FANTASMAS - OPUS 3
Samuel Silva

Os olhos dela escancararam diante da visão estonteante que vinha luminosa rompendo a escuridão do quarto, irradiando-se e construindo imensa sombra na parede oposta e parte do teto, um masai inconsútil.

Trazia a luz um certo calor ígneo, calor de rocha, que cresceu dentro dela e aflorou ardendo a pele e ela não sabia como resfriar-se, a luz agora mais estimulante, fazendo seu coração parar e disparar em arritmia desarmônica de sambista português.

Paralisada em confusas emoções, sem conseguir distinguir esquerda e direita, acima e abaixo, ela se deixou inerte em frente à fonte luminosa, assustada pelo sentido de ser iluminada, estimulada pelo próprio temor de estar ali, naquele momento, só e ainda assim acompanhada. 

Era sua primeira vez, seu primeiro contato, sua primeira visão deste universo paralelo do qual tantos e tanto falam.

As vozes mudas, nascendo como que dentro de sua própria mente, adulando, pedindo, ordenando, debochando, descrevendo, mentindo...falando verdades.

Risos e choros ecoando no vazio, cercando-a a partir da luz à sua frente, luz fria, tremeluzente.

Não era mais caso de desdenhar os que a precederam no gozo daquela visão, daquele tipo de experiência.

Não era também para se gabar - nem o queria - sentia ganas de guardar para si como segredo inconfesso porque inconfessável, mas, qual pecado prazeroso, sempre se buscar repetir a tentação.

Quantos não ririam de sua narrativa?

Quantos não afirmariam seu desequilíbrio?

Quantos não a mandariam colocar os pés no chãos, que as coisas que se vivem são as vivas?

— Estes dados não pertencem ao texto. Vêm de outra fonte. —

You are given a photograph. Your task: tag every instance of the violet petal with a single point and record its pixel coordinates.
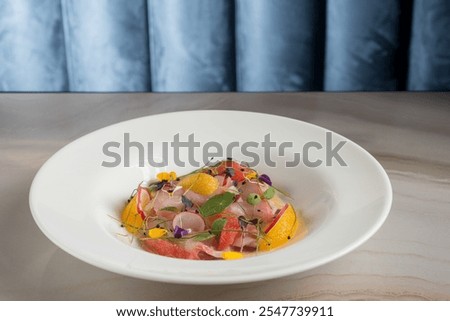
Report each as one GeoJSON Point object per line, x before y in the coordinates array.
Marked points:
{"type": "Point", "coordinates": [179, 232]}
{"type": "Point", "coordinates": [266, 179]}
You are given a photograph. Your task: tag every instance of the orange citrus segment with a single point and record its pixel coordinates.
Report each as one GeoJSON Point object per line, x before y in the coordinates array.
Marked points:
{"type": "Point", "coordinates": [131, 219]}
{"type": "Point", "coordinates": [200, 183]}
{"type": "Point", "coordinates": [282, 231]}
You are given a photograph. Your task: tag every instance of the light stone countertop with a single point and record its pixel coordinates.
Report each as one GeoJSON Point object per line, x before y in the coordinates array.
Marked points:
{"type": "Point", "coordinates": [407, 259]}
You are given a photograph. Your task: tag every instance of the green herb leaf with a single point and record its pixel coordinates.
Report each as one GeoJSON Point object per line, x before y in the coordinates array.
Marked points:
{"type": "Point", "coordinates": [216, 204]}
{"type": "Point", "coordinates": [170, 209]}
{"type": "Point", "coordinates": [218, 225]}
{"type": "Point", "coordinates": [203, 236]}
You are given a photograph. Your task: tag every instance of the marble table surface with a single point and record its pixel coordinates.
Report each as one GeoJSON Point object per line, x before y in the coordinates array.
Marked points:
{"type": "Point", "coordinates": [407, 259]}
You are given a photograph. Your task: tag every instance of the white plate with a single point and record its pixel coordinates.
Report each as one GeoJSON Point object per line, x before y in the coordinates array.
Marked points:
{"type": "Point", "coordinates": [74, 199]}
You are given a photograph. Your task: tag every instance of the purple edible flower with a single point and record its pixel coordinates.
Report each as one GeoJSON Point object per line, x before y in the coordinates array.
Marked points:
{"type": "Point", "coordinates": [266, 179]}
{"type": "Point", "coordinates": [179, 232]}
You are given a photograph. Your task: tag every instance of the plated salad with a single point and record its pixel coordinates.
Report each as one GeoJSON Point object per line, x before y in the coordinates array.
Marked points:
{"type": "Point", "coordinates": [226, 211]}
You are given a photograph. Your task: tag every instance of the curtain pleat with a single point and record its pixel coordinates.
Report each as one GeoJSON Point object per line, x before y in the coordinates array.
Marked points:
{"type": "Point", "coordinates": [429, 67]}
{"type": "Point", "coordinates": [107, 45]}
{"type": "Point", "coordinates": [361, 45]}
{"type": "Point", "coordinates": [192, 45]}
{"type": "Point", "coordinates": [279, 45]}
{"type": "Point", "coordinates": [224, 45]}
{"type": "Point", "coordinates": [32, 56]}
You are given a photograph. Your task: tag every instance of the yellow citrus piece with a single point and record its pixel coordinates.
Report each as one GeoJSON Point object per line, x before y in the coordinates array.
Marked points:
{"type": "Point", "coordinates": [130, 217]}
{"type": "Point", "coordinates": [156, 233]}
{"type": "Point", "coordinates": [200, 183]}
{"type": "Point", "coordinates": [282, 231]}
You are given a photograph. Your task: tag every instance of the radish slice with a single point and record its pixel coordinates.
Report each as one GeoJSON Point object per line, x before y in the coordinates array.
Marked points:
{"type": "Point", "coordinates": [188, 220]}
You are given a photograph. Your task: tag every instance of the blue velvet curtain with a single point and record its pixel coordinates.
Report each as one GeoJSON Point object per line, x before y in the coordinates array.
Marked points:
{"type": "Point", "coordinates": [224, 45]}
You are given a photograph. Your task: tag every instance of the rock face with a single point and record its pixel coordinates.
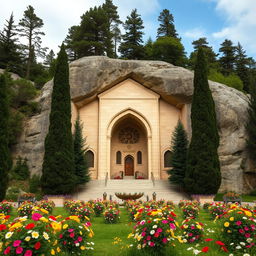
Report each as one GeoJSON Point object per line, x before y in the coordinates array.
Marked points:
{"type": "Point", "coordinates": [90, 76]}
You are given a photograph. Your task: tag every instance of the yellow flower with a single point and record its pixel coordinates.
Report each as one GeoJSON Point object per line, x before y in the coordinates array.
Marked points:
{"type": "Point", "coordinates": [44, 219]}
{"type": "Point", "coordinates": [45, 235]}
{"type": "Point", "coordinates": [27, 238]}
{"type": "Point", "coordinates": [75, 218]}
{"type": "Point", "coordinates": [226, 224]}
{"type": "Point", "coordinates": [8, 235]}
{"type": "Point", "coordinates": [35, 234]}
{"type": "Point", "coordinates": [44, 211]}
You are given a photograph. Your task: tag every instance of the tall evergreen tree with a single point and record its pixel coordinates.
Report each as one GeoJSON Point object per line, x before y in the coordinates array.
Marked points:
{"type": "Point", "coordinates": [210, 55]}
{"type": "Point", "coordinates": [30, 28]}
{"type": "Point", "coordinates": [242, 69]}
{"type": "Point", "coordinates": [58, 165]}
{"type": "Point", "coordinates": [80, 147]}
{"type": "Point", "coordinates": [166, 27]}
{"type": "Point", "coordinates": [251, 124]}
{"type": "Point", "coordinates": [228, 58]}
{"type": "Point", "coordinates": [4, 150]}
{"type": "Point", "coordinates": [203, 170]}
{"type": "Point", "coordinates": [131, 47]}
{"type": "Point", "coordinates": [10, 57]}
{"type": "Point", "coordinates": [179, 155]}
{"type": "Point", "coordinates": [112, 27]}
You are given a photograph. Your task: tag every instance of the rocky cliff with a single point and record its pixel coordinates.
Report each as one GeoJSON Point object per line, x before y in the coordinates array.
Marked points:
{"type": "Point", "coordinates": [90, 76]}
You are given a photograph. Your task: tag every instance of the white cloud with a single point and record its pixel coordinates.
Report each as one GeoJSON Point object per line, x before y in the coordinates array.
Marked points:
{"type": "Point", "coordinates": [59, 15]}
{"type": "Point", "coordinates": [194, 33]}
{"type": "Point", "coordinates": [241, 23]}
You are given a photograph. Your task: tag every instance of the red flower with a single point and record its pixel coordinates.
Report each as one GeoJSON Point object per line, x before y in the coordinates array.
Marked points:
{"type": "Point", "coordinates": [37, 245]}
{"type": "Point", "coordinates": [205, 249]}
{"type": "Point", "coordinates": [2, 227]}
{"type": "Point", "coordinates": [30, 226]}
{"type": "Point", "coordinates": [224, 249]}
{"type": "Point", "coordinates": [219, 243]}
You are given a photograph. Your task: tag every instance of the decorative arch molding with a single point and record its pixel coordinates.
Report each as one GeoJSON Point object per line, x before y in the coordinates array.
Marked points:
{"type": "Point", "coordinates": [127, 112]}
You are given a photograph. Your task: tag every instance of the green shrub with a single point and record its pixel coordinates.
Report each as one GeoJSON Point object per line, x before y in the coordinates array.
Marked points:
{"type": "Point", "coordinates": [21, 170]}
{"type": "Point", "coordinates": [34, 183]}
{"type": "Point", "coordinates": [231, 80]}
{"type": "Point", "coordinates": [12, 194]}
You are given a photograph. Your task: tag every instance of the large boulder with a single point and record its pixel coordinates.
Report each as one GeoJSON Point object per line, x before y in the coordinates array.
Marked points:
{"type": "Point", "coordinates": [90, 76]}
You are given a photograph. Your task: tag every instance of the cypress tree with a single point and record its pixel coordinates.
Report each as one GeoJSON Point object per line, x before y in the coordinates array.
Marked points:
{"type": "Point", "coordinates": [4, 151]}
{"type": "Point", "coordinates": [81, 166]}
{"type": "Point", "coordinates": [251, 124]}
{"type": "Point", "coordinates": [58, 165]}
{"type": "Point", "coordinates": [179, 155]}
{"type": "Point", "coordinates": [203, 170]}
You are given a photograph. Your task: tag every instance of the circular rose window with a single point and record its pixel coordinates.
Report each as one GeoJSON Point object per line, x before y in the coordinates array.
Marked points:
{"type": "Point", "coordinates": [129, 135]}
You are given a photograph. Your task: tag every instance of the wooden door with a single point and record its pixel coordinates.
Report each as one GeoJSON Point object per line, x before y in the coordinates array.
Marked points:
{"type": "Point", "coordinates": [129, 166]}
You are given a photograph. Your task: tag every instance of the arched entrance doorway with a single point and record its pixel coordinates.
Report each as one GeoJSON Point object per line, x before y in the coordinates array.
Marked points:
{"type": "Point", "coordinates": [129, 148]}
{"type": "Point", "coordinates": [129, 166]}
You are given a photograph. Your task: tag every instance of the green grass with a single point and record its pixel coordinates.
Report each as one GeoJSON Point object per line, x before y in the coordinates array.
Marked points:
{"type": "Point", "coordinates": [245, 198]}
{"type": "Point", "coordinates": [105, 234]}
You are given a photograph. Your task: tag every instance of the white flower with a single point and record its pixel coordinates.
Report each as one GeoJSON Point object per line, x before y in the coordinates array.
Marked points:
{"type": "Point", "coordinates": [8, 235]}
{"type": "Point", "coordinates": [152, 232]}
{"type": "Point", "coordinates": [196, 252]}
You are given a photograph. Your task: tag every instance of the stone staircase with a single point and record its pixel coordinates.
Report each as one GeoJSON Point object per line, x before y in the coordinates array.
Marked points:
{"type": "Point", "coordinates": [95, 189]}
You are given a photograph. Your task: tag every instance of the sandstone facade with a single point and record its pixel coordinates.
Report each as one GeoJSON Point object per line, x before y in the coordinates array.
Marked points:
{"type": "Point", "coordinates": [91, 76]}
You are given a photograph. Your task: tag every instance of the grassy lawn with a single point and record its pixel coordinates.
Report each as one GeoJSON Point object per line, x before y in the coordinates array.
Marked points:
{"type": "Point", "coordinates": [105, 234]}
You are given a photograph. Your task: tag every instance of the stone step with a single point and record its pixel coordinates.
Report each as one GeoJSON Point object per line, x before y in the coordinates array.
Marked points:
{"type": "Point", "coordinates": [163, 189]}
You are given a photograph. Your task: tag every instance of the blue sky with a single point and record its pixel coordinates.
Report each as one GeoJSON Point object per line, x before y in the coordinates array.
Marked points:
{"type": "Point", "coordinates": [214, 19]}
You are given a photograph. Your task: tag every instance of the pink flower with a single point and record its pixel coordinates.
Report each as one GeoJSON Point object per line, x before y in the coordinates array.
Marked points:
{"type": "Point", "coordinates": [238, 223]}
{"type": "Point", "coordinates": [36, 216]}
{"type": "Point", "coordinates": [16, 243]}
{"type": "Point", "coordinates": [159, 230]}
{"type": "Point", "coordinates": [172, 226]}
{"type": "Point", "coordinates": [241, 231]}
{"type": "Point", "coordinates": [164, 240]}
{"type": "Point", "coordinates": [28, 253]}
{"type": "Point", "coordinates": [19, 250]}
{"type": "Point", "coordinates": [151, 244]}
{"type": "Point", "coordinates": [7, 250]}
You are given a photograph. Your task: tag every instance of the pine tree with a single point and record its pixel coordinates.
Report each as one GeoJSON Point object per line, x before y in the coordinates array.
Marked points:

Não, não contaria a ninguém, ao menos não aos não-iniciados, aos ignorantes. Buscaria, sempre, outros que como ela se diferenciassem dessa massa e que são assim outra massa, de diferentes.

Entre tantos pensamentos, abandonou-se à sua própria sorte, entregou-se nas mãos de Deus ou do Destino, entregou-se plena e abolida, vontade esquecida, res derelicta.

A luz, de repente, desapareceu, deixando-a excitada, suada, angustiada em meio às trevas urbanas, maldita, mil vezes maldita eletricidade: queria voltar ao chat e também comprar um bom no-break.